Ratingen Schüler unter Leistungsdruck

Düsseldorf · Jeder vierte Schüler in Deutschland bekommt private Nachhilfestunden. Ratinger Schulen – von Grundschule bis Gymnasium – favorisieren eigene Hilfs- und Lernangebote. Sie gehören zum Standard an den Nachmittagen.

Immer wieder sind Klagen zu hören, dass Schüler aufgrund des hohen Leistungsdrucks den Schulalltag ohne Unterstützung kaum noch bewältigen können. Jeder vierte deutsche Schüler bekommt neben dem Schulunterricht privaten Nachhilfeunterricht – Tendenz steigend. Die Lage in Ratingen stellt sich differenziert da, wie Schulleiter unterschiedlicher Schulformen gegenüber der RP erklärten.

Eva Müskens, Schulleiterin der Anne-Frank-Grundschule, berichtet: "Die Familien stehen zunehmend unter dem gesellschaftlichen Leistungsdruck. Das Vergleichen der Leistung setzt schon in der Grundschule ein. Ab der zweiten Klasse werden Arbeiten durch Noten bewertet.
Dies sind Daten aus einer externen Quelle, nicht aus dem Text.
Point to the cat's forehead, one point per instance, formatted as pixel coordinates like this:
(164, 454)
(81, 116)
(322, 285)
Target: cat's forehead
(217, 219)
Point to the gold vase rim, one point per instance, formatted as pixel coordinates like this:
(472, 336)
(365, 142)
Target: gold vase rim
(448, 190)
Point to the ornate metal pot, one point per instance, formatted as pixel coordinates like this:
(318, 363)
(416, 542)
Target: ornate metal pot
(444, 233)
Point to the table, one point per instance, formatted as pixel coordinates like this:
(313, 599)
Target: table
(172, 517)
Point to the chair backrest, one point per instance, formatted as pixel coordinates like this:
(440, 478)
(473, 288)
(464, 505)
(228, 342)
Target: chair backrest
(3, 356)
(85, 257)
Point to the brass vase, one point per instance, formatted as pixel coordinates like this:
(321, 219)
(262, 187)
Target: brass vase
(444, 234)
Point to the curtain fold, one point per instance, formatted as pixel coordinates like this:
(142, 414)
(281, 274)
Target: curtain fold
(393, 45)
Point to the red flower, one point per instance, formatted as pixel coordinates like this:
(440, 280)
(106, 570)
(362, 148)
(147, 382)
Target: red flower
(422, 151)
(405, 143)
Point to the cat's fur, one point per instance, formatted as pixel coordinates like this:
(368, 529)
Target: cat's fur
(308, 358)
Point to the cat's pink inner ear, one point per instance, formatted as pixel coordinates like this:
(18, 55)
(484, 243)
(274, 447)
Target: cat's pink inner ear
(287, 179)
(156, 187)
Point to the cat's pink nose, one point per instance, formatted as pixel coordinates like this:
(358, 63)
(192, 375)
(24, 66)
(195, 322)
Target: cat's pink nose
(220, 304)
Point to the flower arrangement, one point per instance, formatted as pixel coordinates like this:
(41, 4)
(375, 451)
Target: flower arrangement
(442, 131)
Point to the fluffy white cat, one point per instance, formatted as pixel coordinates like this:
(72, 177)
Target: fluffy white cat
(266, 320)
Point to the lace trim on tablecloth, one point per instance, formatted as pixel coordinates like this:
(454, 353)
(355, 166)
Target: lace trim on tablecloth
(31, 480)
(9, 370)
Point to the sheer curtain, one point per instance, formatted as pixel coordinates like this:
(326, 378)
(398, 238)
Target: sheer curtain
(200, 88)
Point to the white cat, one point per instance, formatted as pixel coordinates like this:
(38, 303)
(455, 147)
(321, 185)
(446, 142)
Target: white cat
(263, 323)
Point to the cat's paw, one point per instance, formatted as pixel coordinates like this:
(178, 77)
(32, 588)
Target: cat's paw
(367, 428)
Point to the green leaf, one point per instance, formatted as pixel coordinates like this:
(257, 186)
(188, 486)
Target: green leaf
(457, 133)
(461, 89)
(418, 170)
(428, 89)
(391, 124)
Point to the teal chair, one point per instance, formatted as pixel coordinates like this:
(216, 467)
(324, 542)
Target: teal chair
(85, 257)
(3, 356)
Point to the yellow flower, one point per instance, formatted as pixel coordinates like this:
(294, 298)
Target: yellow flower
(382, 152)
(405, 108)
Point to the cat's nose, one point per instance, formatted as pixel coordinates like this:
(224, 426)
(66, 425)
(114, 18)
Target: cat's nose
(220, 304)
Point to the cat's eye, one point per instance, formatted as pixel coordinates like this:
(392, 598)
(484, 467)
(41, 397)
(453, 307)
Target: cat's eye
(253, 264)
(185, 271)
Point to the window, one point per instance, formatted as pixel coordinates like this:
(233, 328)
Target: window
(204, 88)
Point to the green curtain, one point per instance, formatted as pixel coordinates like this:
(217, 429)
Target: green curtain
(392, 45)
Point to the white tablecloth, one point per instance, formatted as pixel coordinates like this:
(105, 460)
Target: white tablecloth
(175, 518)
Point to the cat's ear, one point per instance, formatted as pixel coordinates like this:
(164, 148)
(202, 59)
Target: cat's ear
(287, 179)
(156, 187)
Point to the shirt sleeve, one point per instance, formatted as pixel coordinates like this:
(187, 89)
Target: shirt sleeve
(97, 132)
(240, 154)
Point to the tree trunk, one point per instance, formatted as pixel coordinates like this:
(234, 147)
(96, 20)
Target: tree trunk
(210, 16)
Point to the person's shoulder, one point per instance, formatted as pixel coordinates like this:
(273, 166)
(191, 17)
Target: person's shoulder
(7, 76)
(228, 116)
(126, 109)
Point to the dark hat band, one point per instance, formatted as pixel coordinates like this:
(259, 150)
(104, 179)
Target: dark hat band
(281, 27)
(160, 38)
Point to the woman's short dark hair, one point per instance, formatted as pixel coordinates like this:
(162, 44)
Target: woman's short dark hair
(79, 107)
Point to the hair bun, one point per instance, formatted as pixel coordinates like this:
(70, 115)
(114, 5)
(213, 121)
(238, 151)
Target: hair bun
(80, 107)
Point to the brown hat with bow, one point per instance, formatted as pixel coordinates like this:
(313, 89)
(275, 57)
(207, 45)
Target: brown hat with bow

In meinen Augen ist der Vergleich der Tod des Individuums." Um den Anforderungen gerecht zu werden, setzt die Anne-Frank-Grundschule auf Förderpädagogik. Die "Nachhilfe" findet hier in der Schule statt. 150 der 250 Grundschüler werden über den Unterricht hinaus unter dem Motto "Nicht nachhelfen, sondern Stärken stärken" von Lehrern, Förder- und Sozialpädagogen sowie einem Sozialarbeiter bis 17 Uhr betreut. Dies entlastet die Eltern und fördert die Schüler, die hier am Nachmittag bei den Hausaufgaben betreut werden. "Bei uns heißen die Hausaufgaben allerdings Arbeitszeiten", so Müskens. "Das Leben soll nicht nur über die Schule laufen, daher geben wir freitags keine Aufgaben auf. Ein situatives Lernen aus dem Alltag heraus bietet den Kindern eine effektive, nachhelfende Unterstützung." Schon in der Grundschule ist der Kampf um die Zukunft zu spüren. Eine Empfehlung für das Gymnasium gilt als erstrebenswertes Ziel.

Johannes Steggers, Schulleiter an der erzbischöflichen Liebfrauenschule (Realschule für Mädchen), sieht das kritisch: "Ist das Kind auf der richtigen Schule, dann ist das Bewältigen der Anforderungen eine Frage des Arbeitsverhaltens." Zwar haben ungefähr 75 Prozent der Schülerinnen der Klasse 10 a an der Liebfrauenschule schon einmal auf private Nachhilfe zurückgreifen müssen, doch die Klassengemeinschaft weiß sich zu helfen. Hier werden Lerngruppen gebildet, in denen die stärkeren Schüler die schwächeren unterstützen. Im Förderunterricht, der für die gesamte Klasse stattfindet, erhalten die Schülerinnen eine effektive Vorbereitung auf die zentrale Prüfung am Ende der Klasse 10 (ZP 10).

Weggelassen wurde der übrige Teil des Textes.